Doug: You shouldn't frame the background as involving the government's "failure" to appeal the sentencing judge's "failure" to impose a mandatory minimum. From reading the opinion, a person familiar with federal drug sentencing can see that the judge properly found, in reliance on unanimous case law of eight circuits (including the Seventh) that the mandatory *didn't apply.* The prosecutor at sentencing agreed the mandatory didn't apply, and expressly concurred in the sentence the judge imposed. Of course, the government didn't appeal! How could they, when the judge imposed the sentence the prosecutor asked for? What the cases say is that the jury, when rendering a post-Apprendi verdict on a federal drug conspiracy count, finds the presence or absence of a threshhold quantity based on what the conspiracy as a whole "involved." This sets the applicable statutory maximum. Whether a mandatory minimum applies to a particular defendant, however, is a different question, to be decided by the judge not the jury, on the basis of the defendant's personal "relevant conduct," not the scope of the conspiracy as a whole. The sentence simply wasn't illegal. The best recent discussion of this point is US v Colon-Solis, 354 F3d 101 (1st Cir. 2004), but the unbroken line of cases goes back to 1992. Of course, I agree with you that the bigger and more important question is the flatly unconstitutional conception of "oversight" that Sensenbrenner's committee (and staff) seem to have. The sad footnote to the case is that because Judge Easterbrook's opinion wrongly asserts that the sentence was illegal (although, the panel agrees, final and non-correctible because the gov't didn't appeal) the defendant-appellant was denied a Booker remand to which she was probably entitled.

Posted by: Peter G | Jul 10, 2005 10:29:36 PM

Peter, you raise a set of interesting points, on a legal issue which you obviously know well. I've tweaked the post to reflect another way to look at the facts.

Posted by: Doug B. | Jul 11, 2005 1:02:41 AM

My understanding is that jury, not the judge, found the qualifying amount (5 Kilos) and thus the district court should have imposed the statutory minimum.

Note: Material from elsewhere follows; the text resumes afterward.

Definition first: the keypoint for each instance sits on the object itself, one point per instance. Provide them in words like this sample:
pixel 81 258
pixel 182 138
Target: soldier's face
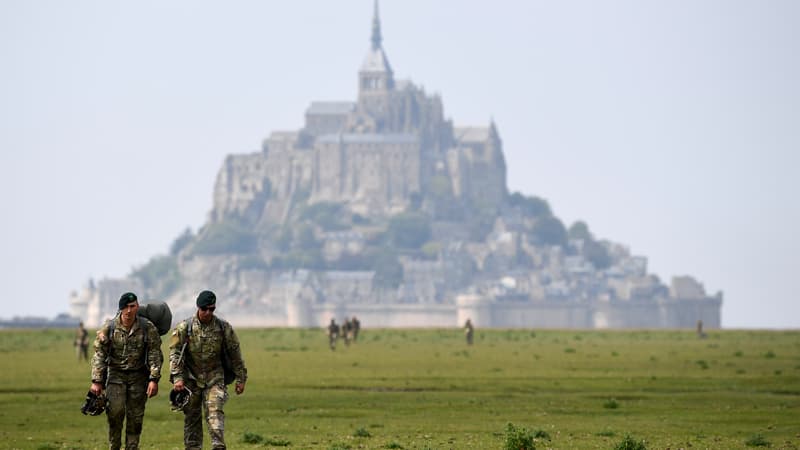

Colon-Solis does not hold that judges may disregard a jury's finding of fact. Colon-Solis concerned a judge's finding of the proper amount and, in that context, an individualized finding of amount is proper. Once the jury has said 5 kilos, the court cannot step in and say, "well, actually for defendant X, it was only 1 kilo." [Though the court could find that the evidence was insufficient or reverse the verdict for some other reason not relevant to this discussion]. The court could also have gone lower via 3553(e) or 3553(f), but I don't believe either of those narrow exceptions applied to Rivera. so Sensenbrenner was right to say that Rivera should have gotten the minimum, but he was wrong to say the 7th should have sua sponte created a cross-appeal. I'm not sure whether 97 months is "lucky," but its two years better than what Rivera would have received had the government cross-appealed.

Posted by: butterpion | Jul 11, 2005 6:51:45 PM

Butterpion: I guess we read the First Circuit cases differently. I have recently re-read them all, for a post-Booker resentencing in D.P.R. to which they apply. I suppose you've read them also, and see something different from what I see. (AFPD Bill Theis's comments on the 7th Cir blog to which Doug B links are also very important.) That's what keeps lawyers in business, I suppose.